COLLEGE FOOTBALL DAILY REPORT : AROUND THE NATION : Henning Denies Report That He’s Going to NFL
Boston College Coach Dan Henning strongly downplayed reports that he might become offensive coordinator of the New England Patriots.
While not issuing an outright denial, Henning said Tuesday he hasn’t had discussions with personnel in the NFL or elsewhere that would lead people to believe he won’t keep his job.
Boston College had a 4-8 record this season and is 11-12-1 in two years under Henning.

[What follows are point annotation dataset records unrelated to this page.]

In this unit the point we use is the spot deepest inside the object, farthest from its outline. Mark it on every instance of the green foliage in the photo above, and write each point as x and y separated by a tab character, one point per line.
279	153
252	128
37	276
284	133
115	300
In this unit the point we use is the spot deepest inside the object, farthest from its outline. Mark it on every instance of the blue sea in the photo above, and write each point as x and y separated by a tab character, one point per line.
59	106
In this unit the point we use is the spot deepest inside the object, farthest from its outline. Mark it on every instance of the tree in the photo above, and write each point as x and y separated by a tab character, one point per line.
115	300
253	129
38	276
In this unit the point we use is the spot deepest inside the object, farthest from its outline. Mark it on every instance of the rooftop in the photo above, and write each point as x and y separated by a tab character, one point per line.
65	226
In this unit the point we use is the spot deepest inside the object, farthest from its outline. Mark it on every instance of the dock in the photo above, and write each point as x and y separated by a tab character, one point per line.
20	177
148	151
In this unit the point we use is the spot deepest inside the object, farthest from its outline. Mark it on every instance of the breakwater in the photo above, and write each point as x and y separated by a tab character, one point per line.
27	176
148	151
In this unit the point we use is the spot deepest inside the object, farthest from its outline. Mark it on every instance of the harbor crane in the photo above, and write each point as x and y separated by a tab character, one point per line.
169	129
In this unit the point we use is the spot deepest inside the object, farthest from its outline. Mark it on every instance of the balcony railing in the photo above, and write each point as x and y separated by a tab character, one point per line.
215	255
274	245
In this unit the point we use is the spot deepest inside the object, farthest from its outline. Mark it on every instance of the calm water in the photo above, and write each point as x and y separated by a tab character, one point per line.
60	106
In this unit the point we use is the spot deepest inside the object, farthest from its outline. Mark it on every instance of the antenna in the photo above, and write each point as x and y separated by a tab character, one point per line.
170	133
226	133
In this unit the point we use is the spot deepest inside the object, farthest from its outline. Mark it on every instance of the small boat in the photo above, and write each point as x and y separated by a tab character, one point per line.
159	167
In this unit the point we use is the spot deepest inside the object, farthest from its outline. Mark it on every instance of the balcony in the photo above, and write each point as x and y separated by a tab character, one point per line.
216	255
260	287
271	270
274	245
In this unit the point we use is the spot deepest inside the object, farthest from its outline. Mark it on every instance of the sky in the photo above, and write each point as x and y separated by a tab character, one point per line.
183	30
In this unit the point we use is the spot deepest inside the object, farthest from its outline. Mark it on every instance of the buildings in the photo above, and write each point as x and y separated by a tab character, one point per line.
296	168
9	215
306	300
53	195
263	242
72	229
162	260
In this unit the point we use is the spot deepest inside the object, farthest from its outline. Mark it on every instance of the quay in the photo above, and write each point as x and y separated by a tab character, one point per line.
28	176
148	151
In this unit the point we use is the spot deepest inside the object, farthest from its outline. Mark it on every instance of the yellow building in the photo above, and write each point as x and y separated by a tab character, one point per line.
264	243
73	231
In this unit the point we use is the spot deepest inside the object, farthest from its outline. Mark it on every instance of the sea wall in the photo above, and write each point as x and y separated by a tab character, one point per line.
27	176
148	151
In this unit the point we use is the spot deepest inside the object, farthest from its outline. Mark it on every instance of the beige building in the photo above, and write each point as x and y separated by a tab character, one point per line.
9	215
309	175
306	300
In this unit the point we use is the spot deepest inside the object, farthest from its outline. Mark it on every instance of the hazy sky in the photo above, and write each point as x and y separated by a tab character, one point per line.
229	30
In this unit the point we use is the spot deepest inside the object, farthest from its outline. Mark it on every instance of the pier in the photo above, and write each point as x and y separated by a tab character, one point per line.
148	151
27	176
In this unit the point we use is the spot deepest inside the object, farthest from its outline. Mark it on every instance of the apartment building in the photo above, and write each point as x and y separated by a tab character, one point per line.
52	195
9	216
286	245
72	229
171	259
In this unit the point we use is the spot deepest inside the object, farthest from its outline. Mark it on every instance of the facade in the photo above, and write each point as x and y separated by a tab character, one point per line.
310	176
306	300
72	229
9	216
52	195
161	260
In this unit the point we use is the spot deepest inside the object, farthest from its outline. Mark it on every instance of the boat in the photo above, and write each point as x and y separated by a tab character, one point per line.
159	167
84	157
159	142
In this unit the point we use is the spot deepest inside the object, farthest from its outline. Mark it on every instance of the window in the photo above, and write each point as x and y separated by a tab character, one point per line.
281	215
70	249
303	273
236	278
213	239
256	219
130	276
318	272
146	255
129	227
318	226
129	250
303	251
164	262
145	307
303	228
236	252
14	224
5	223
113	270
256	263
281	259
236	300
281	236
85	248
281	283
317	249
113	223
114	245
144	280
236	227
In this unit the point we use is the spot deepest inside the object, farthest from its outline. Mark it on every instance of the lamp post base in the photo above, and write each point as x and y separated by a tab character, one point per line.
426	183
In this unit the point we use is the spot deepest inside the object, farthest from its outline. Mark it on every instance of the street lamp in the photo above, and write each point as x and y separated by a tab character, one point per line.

Ray Perkins, the Patriots’ offensive coordinator, has been criticized in the media, although Coach Bill Parcells has said he takes responsibility for the team’s offensive problems.
Henning has three years left on his Boston College contract at a reported $150,000 a year. He and Parcells, who were on the Florida State staff in 1970, remain friends.
Henning, a former head coach of the San Diego Chargers, was fired during the 1993 season as offensive coordinator of the Detroit Lions.
ESPN reported Nov. 21 that Parcells probably would name a replacement for Perkins next season. The report also said “don’t be surprised” if Parcells tried to hire Henning “to help the offense.”
ABC broadcast a similar report, citing NFL sources.
After the 41-38 victory over Rutgers, Henning said in response to questions about the reports, “I’m the head coach at Boston College.”
On Tuesday, he said, “I am the football coach at Boston College and that should say it all.”
Stanford’s Tyrone Willingham, who led the Cardinal to a 7-3-1 record in his first season, was named Pacific-10 Conference coach of the year. Willingham, who replaced Super Bowl-winning Coach Bill Walsh, inherited a team that was 3-7-1 in 1994.
Hawaii fired Coach Bob Wagner and all nine of his assistants. Wagner led the Rainbow Warriors to a 4-7 record this season, 2-6 in the Western Athletic Conference. During his nine seasons as coach, the team compiled a 58-48-3 overall record with a 31-40-1 mark in the WAC.
Two former Houston assistant football coaches claim they were unjustly fired two days after the Cougars’ dismal 1993 finish, according to a lawsuit against the school and Coach Kim Helton.
The wrongful termination lawsuit accuses the university, Helton and other officials of breach of contract, violation of civil rights, conspiracy and other civil liability.
Ron Shanklin and Melvin Robertson contend they were fired without cause in violation of university policy and state and federal law. They are seeking unspecified damages based on lost income and mental anguish.